Maternity leave paralegal wins £18,000 after she was made redundant after falling pregnant three times in as many years
- A tribunal ruled her dismissal had been ‘unfair’ and awarded damages to her
A paralegal who spent two years on maternity leave and then was made ‘redundant’ when she announced she was pregnant again within three months of returning to work has won more than £18,000.
Farzana Yasin became pregnant three times in as many years working at a law firm, an employment tribunal heard.
After giving birth in October 2018 she extended her period of leave the following August to continue caring for her child.
Just weeks later she revealed she was pregnant a second time with a due date in January 2020.
She eventually returned from ‘back to back’ maternity leave in November that year – only to announce in January that she was once again pregnant.
Farzana Yasin was made redundant from her £18,000 a year job at Swift Lawyers Ltd, Bolton,
Weeks later, in March 2021, her female boss made her redundant from her £18,000 a year job at Swift Lawyers Ltd, Bolton, with the firm insisting it had ‘nothing to do’ with her pregnancy.
Miss Yasin won claims of unfair dismissal and discrimination on the grounds of pregnancy at the tribunal in Manchester.
She has now been awarded a total of £18,792.26 in compensation including £15,000 for injury to feelings.
The hearing was told Miss Yasin joined the firm as a paralegal working on CWI (Cavity Wall Installation) and PI (personal injury) claims in December 2017, becoming a ‘model employee’ and was a ‘grafter’.
After giving birth in October the following year, she was due to come back to work in August 2019 but delayed her return when her child developed ‘serious’ health complications.
The tribunal heard she felt ‘pressured’ by her bosses to come back despite the infant’s condition.
She gave birth to her second child in January 2020 before returning to work in early November the following year.
Miss Yasin was then furloughed in early 2021 at the onset of the national lockdown so she could shield with her vulnerable child.
On January 19 she sent an email to her manager, Michelle Abbott, telling her that she was, once again, pregnant.
After a delay in responding, Mrs Abbott replied to congratulate her, explaining it was already being discussed by the firm’s staff before she made the announcement.

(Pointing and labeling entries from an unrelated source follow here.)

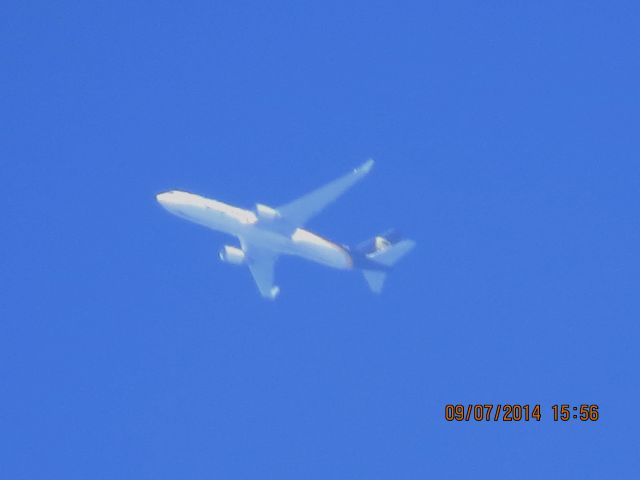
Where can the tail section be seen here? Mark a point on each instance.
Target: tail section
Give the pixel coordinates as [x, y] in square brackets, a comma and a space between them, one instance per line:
[381, 253]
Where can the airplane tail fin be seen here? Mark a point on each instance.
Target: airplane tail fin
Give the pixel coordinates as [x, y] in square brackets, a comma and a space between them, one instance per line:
[384, 250]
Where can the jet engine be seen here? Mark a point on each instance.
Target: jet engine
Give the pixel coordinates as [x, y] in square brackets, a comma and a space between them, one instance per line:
[232, 255]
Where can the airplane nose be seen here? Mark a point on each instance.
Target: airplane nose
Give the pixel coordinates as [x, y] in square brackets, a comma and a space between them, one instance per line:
[163, 198]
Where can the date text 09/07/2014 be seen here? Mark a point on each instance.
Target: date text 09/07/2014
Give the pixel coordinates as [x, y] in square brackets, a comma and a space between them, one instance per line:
[513, 412]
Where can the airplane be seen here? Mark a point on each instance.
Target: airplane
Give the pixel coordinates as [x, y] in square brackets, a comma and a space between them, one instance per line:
[266, 233]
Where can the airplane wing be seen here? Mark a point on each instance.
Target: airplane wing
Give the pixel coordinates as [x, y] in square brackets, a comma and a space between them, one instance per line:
[261, 263]
[301, 210]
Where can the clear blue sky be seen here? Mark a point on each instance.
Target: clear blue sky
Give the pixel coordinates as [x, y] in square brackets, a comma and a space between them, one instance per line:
[506, 140]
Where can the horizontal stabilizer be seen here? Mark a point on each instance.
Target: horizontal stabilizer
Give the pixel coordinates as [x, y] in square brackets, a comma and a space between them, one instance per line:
[391, 254]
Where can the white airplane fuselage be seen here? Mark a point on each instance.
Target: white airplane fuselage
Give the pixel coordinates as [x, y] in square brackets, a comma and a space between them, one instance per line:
[255, 229]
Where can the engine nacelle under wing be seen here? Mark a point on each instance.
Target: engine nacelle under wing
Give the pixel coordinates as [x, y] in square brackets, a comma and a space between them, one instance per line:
[266, 213]
[232, 255]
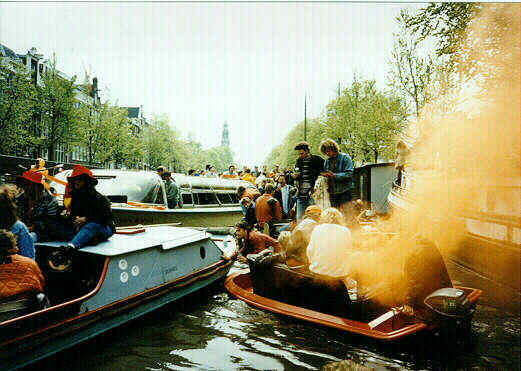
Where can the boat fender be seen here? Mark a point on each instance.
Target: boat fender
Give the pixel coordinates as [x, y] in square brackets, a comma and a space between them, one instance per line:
[229, 249]
[449, 302]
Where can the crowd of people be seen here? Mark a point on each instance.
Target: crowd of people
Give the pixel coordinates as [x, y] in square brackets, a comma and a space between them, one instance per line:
[29, 212]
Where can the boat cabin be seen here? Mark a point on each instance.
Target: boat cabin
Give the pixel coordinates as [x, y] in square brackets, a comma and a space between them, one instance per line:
[147, 188]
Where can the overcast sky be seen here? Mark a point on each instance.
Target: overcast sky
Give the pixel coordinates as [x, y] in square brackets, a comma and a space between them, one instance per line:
[203, 64]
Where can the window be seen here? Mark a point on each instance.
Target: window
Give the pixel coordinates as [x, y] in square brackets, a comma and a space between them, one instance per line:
[160, 199]
[225, 198]
[187, 198]
[151, 196]
[205, 199]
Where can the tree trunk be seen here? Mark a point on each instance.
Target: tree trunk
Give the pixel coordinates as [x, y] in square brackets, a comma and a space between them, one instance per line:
[50, 148]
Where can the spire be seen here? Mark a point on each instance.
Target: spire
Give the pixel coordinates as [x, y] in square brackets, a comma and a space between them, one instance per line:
[225, 140]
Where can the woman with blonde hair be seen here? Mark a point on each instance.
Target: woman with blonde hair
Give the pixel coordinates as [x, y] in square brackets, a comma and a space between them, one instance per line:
[338, 169]
[330, 248]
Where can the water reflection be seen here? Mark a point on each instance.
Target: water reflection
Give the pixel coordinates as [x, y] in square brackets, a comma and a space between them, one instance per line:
[213, 331]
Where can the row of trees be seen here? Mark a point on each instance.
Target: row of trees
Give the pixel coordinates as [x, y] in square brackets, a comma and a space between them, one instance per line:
[366, 120]
[36, 118]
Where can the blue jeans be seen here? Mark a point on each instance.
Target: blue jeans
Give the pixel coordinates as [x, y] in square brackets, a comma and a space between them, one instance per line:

In March, Mrs Abbott told Miss Yasin she was being made redundant, citing a drop in revenue from CWI cases, and insisted it was not influenced by her pregnancy.
When Miss Yasin asked to join another area of the business she was told there was ‘just nothing’ available.
And she was denied a request to work as a conveyance assistant – despite the firm hiring for such a position months later.
Employment judge Joanne Elizabeth Dunlop said Miss Yasin’s pregnancy meant employers were ‘not interested’ in avoiding redundancy.
Judge Dunlop said: ‘[Swift Lawyers Ltd] acted outside the band of reasonable responses in relation to… its obligation to consider suitable alternative employment.
‘For those reasons, we find that the dismissal was unfair.
‘When Miss Yasin announced her third pregnancy there was a delay in any response from [her manager]. It is evident, however, that the fact of her pregnancy was being discussed in the office.
‘We consider that Miss Yasin has proven facts from which it is possible to conclude, in the absence of an alternative explanation from [Swift], that both [Swift’s] failure to engage in genuine and meaningful consultation, and its failure to consider Miss Yasin for the role of conveyancing assistant were on the grounds of her pregnancy.
‘If [the company] had offered her a role as a conveyancing assistant, or found some other work which would have enabled her to remain employed there would have been an almost immediate need to backfill that work due to her starting her third maternity.
‘They were not interested in seeking ways to avoid the redundancy.
‘There was going to be a need for further assistance in the conveyancing department. A new assistant was recruited in June 2021, despite assurances given to Miss Yasin that there was no need for an assistant.
‘We consider those circumstances give rise to an inference that Miss Yasin would have been treated differently if she had not been pregnant.
‘The facts set out above are, in our view, sufficient for Miss Yasin to demonstrate that her pregnancy played a part in [Swift’s] decision to dismiss her.’